Short-term rentals in Niagara-on-the-Lake have been given the go-ahead to reopen.
Following a change in provincial guidelines, the Town of NOTL this week confirmed short-term rentals can operate “in a similar manner as to hotels and motels, subject to compliance with all other regulations and/or industry guidelines.”
“All operators must ensure their services meet physical distancing requirements and all other provincial emergency orders and public health guidelines in effect,” the town said in a news release.
The town closed short-term rentals April 6, in response to the provincial emergency order to close non-essential businesses. Operators have until June 30 to pay their annual licence fees if they have not done so already.
Niagara-on-the-Lake Bed and Breakfast Association president David Levesque, who said he won't be opening his B&B immediately, noted his organization has set up some extensive guidelines as well for members to follow.
Other short-term rental owners shared relief that they can finally operate again after months of inactivity.
Jason Clements, owner of Piper’s Getaway, described business the past two months as “non-existent.”
“All we’ve been getting is people calling us and canceling and a lot of people getting upset that they had to cancel,” said Clements.
He outlined some of the opening procedures put in place in preparation for the long-awaited renters.
*Read David Levesque's letter to B&B owners on page 6.
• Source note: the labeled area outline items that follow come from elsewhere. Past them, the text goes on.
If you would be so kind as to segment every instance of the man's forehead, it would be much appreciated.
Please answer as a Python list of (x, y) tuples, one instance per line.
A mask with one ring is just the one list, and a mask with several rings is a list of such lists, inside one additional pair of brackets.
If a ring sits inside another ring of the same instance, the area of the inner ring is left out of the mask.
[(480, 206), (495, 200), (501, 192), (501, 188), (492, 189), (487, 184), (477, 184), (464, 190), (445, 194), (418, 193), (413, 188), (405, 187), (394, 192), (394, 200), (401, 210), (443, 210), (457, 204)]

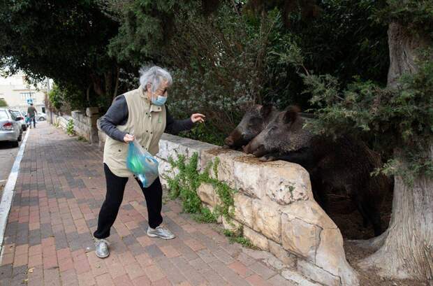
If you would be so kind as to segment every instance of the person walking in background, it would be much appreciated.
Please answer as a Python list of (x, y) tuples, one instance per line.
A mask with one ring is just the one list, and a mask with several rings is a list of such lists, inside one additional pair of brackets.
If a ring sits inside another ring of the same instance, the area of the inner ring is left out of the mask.
[[(165, 106), (173, 80), (159, 66), (140, 71), (140, 87), (119, 95), (101, 118), (100, 127), (108, 135), (104, 146), (103, 166), (107, 183), (105, 199), (98, 217), (94, 233), (95, 253), (107, 257), (110, 230), (123, 200), (125, 185), (133, 173), (126, 168), (128, 143), (134, 140), (152, 155), (159, 151), (159, 142), (164, 131), (177, 134), (189, 130), (195, 122), (204, 122), (205, 115), (194, 113), (186, 120), (175, 120)], [(162, 187), (157, 178), (144, 187), (135, 178), (146, 200), (149, 227), (147, 235), (163, 239), (175, 236), (161, 225)]]
[(36, 128), (36, 114), (38, 111), (34, 108), (33, 103), (30, 103), (30, 106), (27, 108), (27, 116), (29, 117), (29, 122), (30, 128), (31, 128), (31, 122), (33, 121), (33, 127)]

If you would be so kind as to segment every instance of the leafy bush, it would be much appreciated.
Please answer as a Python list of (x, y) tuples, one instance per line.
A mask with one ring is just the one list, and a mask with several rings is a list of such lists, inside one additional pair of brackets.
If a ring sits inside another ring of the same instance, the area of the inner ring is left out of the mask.
[(48, 109), (52, 111), (58, 111), (63, 105), (61, 91), (57, 85), (54, 85), (52, 89), (48, 93)]
[[(382, 171), (408, 183), (421, 174), (433, 176), (433, 162), (426, 156), (433, 140), (433, 60), (417, 64), (418, 72), (402, 76), (397, 87), (357, 80), (342, 89), (332, 76), (304, 76), (311, 101), (320, 106), (311, 127), (318, 133), (363, 136), (381, 152), (394, 151)], [(402, 157), (407, 164), (401, 164)]]
[[(184, 155), (178, 155), (177, 160), (169, 158), (173, 169), (178, 170), (174, 178), (167, 177), (171, 199), (180, 198), (185, 212), (196, 214), (193, 217), (200, 222), (214, 222), (216, 217), (223, 215), (228, 222), (233, 215), (233, 194), (236, 190), (231, 189), (227, 184), (221, 182), (217, 177), (218, 158), (203, 170), (197, 170), (198, 154), (195, 152), (188, 162)], [(214, 176), (211, 178), (210, 171)], [(197, 194), (197, 189), (202, 183), (211, 184), (216, 194), (221, 199), (221, 204), (216, 206), (213, 212), (202, 206), (202, 201)]]

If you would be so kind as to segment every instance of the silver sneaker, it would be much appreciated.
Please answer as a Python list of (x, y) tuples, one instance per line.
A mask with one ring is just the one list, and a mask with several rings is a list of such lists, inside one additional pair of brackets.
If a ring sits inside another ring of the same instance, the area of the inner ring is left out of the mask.
[(147, 227), (147, 235), (150, 237), (159, 237), (163, 239), (173, 239), (176, 237), (169, 229), (164, 227), (156, 227), (156, 229)]
[(105, 258), (110, 255), (108, 251), (108, 241), (105, 239), (94, 238), (95, 239), (95, 254), (99, 258)]

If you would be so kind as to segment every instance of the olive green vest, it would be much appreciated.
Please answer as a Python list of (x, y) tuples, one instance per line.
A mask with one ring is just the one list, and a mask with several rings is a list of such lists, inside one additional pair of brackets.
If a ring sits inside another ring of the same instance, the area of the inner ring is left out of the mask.
[[(117, 129), (135, 136), (135, 140), (152, 155), (159, 150), (159, 142), (166, 129), (166, 106), (152, 104), (140, 86), (124, 94), (128, 104), (128, 121)], [(129, 144), (106, 136), (103, 162), (119, 177), (133, 173), (126, 168)]]

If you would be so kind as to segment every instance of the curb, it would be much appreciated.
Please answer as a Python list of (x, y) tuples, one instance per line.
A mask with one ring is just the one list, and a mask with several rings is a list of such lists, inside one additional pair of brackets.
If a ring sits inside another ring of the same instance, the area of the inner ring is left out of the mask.
[(4, 186), (3, 196), (1, 197), (1, 202), (0, 203), (0, 262), (3, 258), (4, 232), (6, 229), (8, 217), (9, 215), (9, 211), (10, 210), (10, 206), (12, 205), (12, 199), (13, 198), (13, 192), (17, 183), (17, 178), (18, 178), (18, 173), (20, 173), (20, 164), (21, 164), (21, 159), (22, 159), (24, 150), (26, 148), (26, 143), (27, 142), (27, 137), (29, 137), (29, 131), (27, 130), (26, 136), (21, 143), (20, 150), (18, 150), (15, 160), (12, 166), (10, 173), (9, 173), (9, 176), (8, 177), (6, 185)]

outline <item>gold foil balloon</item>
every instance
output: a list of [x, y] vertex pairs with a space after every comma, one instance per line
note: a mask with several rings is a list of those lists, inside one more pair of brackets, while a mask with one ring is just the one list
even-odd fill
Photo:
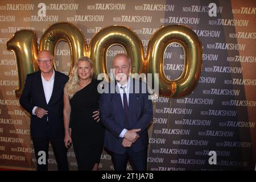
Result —
[[25, 84], [27, 74], [38, 70], [36, 63], [38, 43], [35, 32], [31, 30], [17, 31], [7, 42], [7, 48], [14, 52], [17, 63], [19, 87], [16, 96], [20, 97]]
[[55, 55], [55, 49], [60, 41], [68, 43], [71, 52], [70, 74], [73, 65], [80, 57], [86, 55], [87, 44], [82, 32], [69, 23], [55, 23], [49, 27], [41, 37], [39, 51], [47, 49]]
[[121, 46], [131, 60], [131, 73], [141, 74], [144, 71], [143, 47], [138, 36], [130, 28], [113, 26], [101, 30], [92, 39], [89, 52], [94, 65], [94, 77], [105, 73], [104, 79], [109, 80], [106, 55], [113, 46]]
[[[171, 43], [181, 45], [185, 56], [183, 72], [175, 80], [168, 79], [163, 69], [164, 53]], [[198, 83], [202, 60], [202, 44], [193, 30], [182, 25], [163, 27], [155, 32], [148, 42], [147, 73], [159, 73], [159, 77], [154, 78], [159, 82], [159, 95], [167, 97], [184, 97], [189, 94]]]

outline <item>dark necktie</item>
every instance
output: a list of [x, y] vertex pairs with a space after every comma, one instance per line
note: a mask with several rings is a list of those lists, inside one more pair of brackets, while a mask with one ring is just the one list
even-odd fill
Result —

“We have to declutter the houses. A lot of times you have a lot of pillows on the couches and beds to make them look nice. You have to remove a lot of those soft surfaces and put hand sanitizers in the houses, a lot of sanitizing and disinfecting,” said Clements.
While new measures in place in short-term rental properties are comforting to guests, townspeople hope that tourists will follow similar measures when visiting town.
NOTL resident Nancy Buretic said she is glad short-term rental properties can reopen and bring visitors back to town, but hopes people continue to work hard to keep others safe.
“You have to see both sides, there’s pros and cons. You have to rely on people to make intelligent, smart, safe decisions,” said Buretic.
“I think what could work is walking down the street and wearing a mask and going into a store no different than we do. If you’re doing that I don’t see a problem. As far as groceries go, I think if there were numbers left for grocery pickup and takeout menus (in the rental) that could eliminate a lot of exposure,” she said.
Despite all the possible measures that could be put into place though, some short-term rental owners are still planning on their doors to remain closed.
Richard Patrick, a property owner from NOTL, said he won't reopen yet, calling it still “very risky.”
Despite time dedicated to clean and sanitize, owners still face “risk if you miss something,” Patrick said.